ViRB supports 20 end task that are classified as Image-level or Pixelwise depending on the output modality of the task. Furthermore each task is also classified as either semantic or structural. Bellow is an illustration of the space of our tasks. For further details please see Contrasting Contrastive Self-Supervised Representation Learning Models.

Tasks

After installing the codebase and downloading the datasets and pretrained models we are ready to run our experiments. To reproduce every experiment in the paper run:

python main.py --experiment_list=configs/experiment_lists/all.yaml --virb_configs=configs/virb_configs/all.yaml

WARNING: this will take well over 1000 GPU hours to train so we suggest training a subset instead. We can see the results of all these training runs summarized in the graph bellow.

Results Correlation of end task performances with ImageNet classification accuracy. The plots show the end task performance against the ImageNet top-1 accuracy for all end tasks and encoders. Each point represents a different encoder trained with different algorithms and datasets. This reveals the lack of a strong correlation between the performance on ImageNet classification and tasks from other categories.

To specify which task we want to train we create a virb_config yaml file which defines the task name and training configuration. The file configs/virb_configs/all.yaml contains configurations for every task supported by this package so it is a good starting point. We can select only a few tasks to train and comment out the other configurations.

To specify which weights we want to use we specify an experiment list file. The file configs/experiment_lists/all.yaml contains all the model weights provided by this repository. We can select only a few models to train and comment out the other configurations. Alternatively we can add in new weights and add them to the list. All we have to do is make sure the weights are for a ResNet50 model stored in the standard pyTorch weight file.

Training a SWAV Encoder on the ImageNet End Task

To train a model using the SWAV encoder on the ImageNet classification end task download the ImageNet dataset from the link in the Dataset Download table above, and the SWAV Imagenet 800 model from the Pretrained-Models table above.

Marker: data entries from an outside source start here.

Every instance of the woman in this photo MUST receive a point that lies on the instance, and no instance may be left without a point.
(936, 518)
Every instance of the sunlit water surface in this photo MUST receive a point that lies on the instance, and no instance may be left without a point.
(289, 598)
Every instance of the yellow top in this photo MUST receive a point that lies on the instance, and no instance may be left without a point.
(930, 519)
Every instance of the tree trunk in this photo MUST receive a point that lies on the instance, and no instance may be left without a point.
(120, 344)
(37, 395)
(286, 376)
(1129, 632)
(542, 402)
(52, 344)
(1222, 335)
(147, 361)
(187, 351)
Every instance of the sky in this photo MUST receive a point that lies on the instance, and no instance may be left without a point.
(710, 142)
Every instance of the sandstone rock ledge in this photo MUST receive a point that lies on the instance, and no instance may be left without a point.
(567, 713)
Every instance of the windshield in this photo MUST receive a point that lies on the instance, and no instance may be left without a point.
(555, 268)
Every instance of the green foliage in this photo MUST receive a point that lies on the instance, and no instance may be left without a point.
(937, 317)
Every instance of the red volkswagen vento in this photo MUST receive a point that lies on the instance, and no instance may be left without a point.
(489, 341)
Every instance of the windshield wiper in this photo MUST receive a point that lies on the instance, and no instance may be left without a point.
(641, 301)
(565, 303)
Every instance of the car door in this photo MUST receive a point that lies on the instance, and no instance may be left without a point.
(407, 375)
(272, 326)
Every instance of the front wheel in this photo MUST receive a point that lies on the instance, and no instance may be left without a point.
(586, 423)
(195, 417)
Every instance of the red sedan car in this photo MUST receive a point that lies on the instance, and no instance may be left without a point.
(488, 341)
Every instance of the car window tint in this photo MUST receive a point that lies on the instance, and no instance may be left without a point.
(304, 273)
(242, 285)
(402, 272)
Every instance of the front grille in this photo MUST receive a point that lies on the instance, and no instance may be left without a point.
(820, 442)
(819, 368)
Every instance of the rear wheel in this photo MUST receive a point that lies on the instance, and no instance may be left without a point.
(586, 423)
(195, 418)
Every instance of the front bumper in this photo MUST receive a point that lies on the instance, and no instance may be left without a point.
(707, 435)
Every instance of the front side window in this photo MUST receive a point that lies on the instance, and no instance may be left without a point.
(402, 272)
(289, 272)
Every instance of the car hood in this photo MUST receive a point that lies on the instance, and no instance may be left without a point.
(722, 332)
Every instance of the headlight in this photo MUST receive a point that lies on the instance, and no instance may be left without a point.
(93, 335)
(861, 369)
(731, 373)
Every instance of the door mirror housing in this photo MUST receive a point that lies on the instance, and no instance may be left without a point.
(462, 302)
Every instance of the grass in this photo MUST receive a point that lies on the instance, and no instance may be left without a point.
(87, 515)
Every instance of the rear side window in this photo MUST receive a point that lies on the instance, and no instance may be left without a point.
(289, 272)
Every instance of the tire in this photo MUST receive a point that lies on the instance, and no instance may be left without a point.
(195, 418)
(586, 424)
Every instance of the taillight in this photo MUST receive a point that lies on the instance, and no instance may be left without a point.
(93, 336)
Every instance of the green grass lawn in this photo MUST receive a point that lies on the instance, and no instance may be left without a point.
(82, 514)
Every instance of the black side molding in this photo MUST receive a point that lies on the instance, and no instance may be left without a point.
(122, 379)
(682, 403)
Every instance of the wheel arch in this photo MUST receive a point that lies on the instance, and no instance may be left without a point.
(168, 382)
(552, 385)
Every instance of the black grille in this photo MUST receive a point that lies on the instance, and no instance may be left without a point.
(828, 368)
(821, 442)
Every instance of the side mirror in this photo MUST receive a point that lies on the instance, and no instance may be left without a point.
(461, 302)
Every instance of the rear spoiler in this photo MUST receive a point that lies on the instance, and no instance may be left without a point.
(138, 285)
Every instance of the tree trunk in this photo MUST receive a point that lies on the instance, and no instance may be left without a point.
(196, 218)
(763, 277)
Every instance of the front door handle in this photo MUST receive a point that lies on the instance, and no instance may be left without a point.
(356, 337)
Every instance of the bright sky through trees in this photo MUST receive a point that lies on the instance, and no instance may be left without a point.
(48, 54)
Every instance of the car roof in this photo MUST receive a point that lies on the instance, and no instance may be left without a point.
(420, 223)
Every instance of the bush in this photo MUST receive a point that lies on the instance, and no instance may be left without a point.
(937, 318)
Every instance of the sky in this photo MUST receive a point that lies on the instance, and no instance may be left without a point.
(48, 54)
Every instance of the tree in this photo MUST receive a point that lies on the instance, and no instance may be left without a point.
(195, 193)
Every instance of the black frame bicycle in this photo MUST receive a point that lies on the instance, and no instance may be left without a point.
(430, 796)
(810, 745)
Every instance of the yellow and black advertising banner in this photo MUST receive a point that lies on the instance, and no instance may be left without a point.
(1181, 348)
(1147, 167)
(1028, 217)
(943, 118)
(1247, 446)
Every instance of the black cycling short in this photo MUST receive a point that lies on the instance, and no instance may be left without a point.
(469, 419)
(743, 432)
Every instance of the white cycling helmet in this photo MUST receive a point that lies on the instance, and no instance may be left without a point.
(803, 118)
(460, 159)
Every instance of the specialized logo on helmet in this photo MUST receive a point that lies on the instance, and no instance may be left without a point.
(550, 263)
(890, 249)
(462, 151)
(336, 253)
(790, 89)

Then create a new file inside configs/virb_configs/ that contains just the ImageNet configuration:

Imagenet:
 task: "Imagenet"
 training_configs:
   adam-0.0001:
     optimizer: "adam"
     lr: 0.0001
 num_epochs: 100
 batch_size: 32

Then create a new file inside configs/experiment_lists/ that contains just the SWAV model:

SWAV_800: 'pretrained_weights/SWAV_800.pt'

Now run this configuration with the following command:

python main.py --experiment_list=configs/experiment_lists/EXPERIMENT_LIST_FILE_NAME.yaml --virb_configs=configs/virb_configs/VIRB_CONFIG_FILE_NAME.yaml

Hyperparameter Search

One feature offered by this codebase is the ability to train the end task networks using several sets of optimizers, schedulers and hyperparameters. For the Image-level tasks (which are encodable), the dataset will get encoded only once and then a model using each set of hyperparameters will get trained (to improve efficiency).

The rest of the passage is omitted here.